Synopsis: Curating sequence and literature data for RefSeq and Gene [PDF] [Video (551M)]
The National Center for Biotechnology Information (NCBI) reference sequence (RefSeq) project provides sequence standards for proteins, transcripts, genes, and genomes. The database is generated through processes that leverage computational analysis, collaboration, and curation. This presentation will focus on the vertebrate RefSeq collection. Several annotation groups have built genome annotation pipelines but no other international databases provides the depth and scope of sequence curation that is reflected in the vertebrate RefSeq database. This is because RefSeq curators primarily focus on accuracy of the transcript and protein sequence which becomes a high quality reagent that is used by international genome annotation pipelines. In addition to carrying out deep sequence analysis, RefSeq curators work with collaborators to improve gene and protein names, expand the bibliography that is available in NCBIs Gene resource, add brief functionally-relevant summaries, and apply feature annotation to sequence records that provides functional information about regions of the sequence. The presentation will include background information about the RefSeq database, information on the type of sequence review that RefSeq curators engage in, an overview of the analysis tools used, and examples of the biological data content that is added by curation.

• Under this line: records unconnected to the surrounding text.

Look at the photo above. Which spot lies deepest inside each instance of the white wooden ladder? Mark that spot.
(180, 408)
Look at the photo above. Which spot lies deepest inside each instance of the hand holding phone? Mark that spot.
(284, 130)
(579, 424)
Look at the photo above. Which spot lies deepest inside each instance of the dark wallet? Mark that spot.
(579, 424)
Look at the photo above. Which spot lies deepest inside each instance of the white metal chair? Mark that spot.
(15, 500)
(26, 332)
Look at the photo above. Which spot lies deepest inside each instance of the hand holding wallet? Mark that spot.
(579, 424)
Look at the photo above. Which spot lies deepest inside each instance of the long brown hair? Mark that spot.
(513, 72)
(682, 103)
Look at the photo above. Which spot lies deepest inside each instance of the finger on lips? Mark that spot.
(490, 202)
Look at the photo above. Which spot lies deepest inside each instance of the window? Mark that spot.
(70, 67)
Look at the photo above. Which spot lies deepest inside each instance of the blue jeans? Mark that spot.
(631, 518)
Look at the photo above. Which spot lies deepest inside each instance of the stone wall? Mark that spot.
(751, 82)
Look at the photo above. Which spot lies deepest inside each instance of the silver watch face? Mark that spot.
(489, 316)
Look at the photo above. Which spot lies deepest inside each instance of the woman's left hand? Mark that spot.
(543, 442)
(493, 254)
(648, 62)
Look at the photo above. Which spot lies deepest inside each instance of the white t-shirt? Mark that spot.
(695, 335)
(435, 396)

Synopsis: NCBI Sequence Repositories: SRA and GenBank [PDF] [Video (644M)]
The National Center for Biotechnology Information (NCBI) hosts sequence data repositories Sequence Read Archive (SRA) and GenBank for the archiving of DNA and RNA sequence data, annotations and associated metadata. This talk will provide an overview on how sequence data is submitted, how it is processed and how it is retrieved. SRA and GenBank repositories have experienced significant growth in data deposition over the past few years. New submission systems are being developed to streamline the submission of sequence data and facilitate deposition of rich descriptive information about the biological sample and experimental metadata. The submitted data undergoes a number quality assurance checks before being released in the archive to ensure that the data and annotations is of high quality. Access to sequence data from the NCBI website will be described highlighting new resources that aid users in navigating through the vast amount of sequence data and related information. This presentation will describe how the curation staff processes sequence submissions and how the data can be searched for and retrieved for further analysis.

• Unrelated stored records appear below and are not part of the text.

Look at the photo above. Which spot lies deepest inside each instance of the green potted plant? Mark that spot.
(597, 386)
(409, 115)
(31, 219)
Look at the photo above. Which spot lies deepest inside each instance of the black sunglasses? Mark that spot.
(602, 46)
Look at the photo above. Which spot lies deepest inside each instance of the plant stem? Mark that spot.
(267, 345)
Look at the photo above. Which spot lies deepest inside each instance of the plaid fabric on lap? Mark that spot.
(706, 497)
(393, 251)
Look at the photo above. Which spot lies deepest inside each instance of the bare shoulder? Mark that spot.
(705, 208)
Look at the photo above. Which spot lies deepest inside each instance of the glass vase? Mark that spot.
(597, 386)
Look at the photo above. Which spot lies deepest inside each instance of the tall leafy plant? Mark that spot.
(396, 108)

13:30 - 16:30 Biocuration of UniProt & Proteomics Databases
Claire O'Donovan and Sandra Orchard, EMBL-EBI

Synopsis: An introduction to UniProt Knowledgebase curation [PDF] [Video (285M)]
I will present UniProt Knowledgebase curation, including both manual and automatic approaches and how controlled vocabularies, ontologies, evidence attribution SOPs and QA all ensure data quality and richness for the users and interoperability with other resources.

Synopsis: The importance of Controlled Vocabularies and Data Standards in Biocuration [PDF] [Video (433M)]
Using examples from the IntAct molecular interaction database (, the Complex Portal ( and the Reactome pathways database ( I will show how extra value can be added to experimental data by manual annotation. The use of controlled vocabulary terms enables standardised and flexible querying over multiple data resources and the development of data standards has enabled databases in different countries to collaborate and present the user with an integrated, user-friendly resource.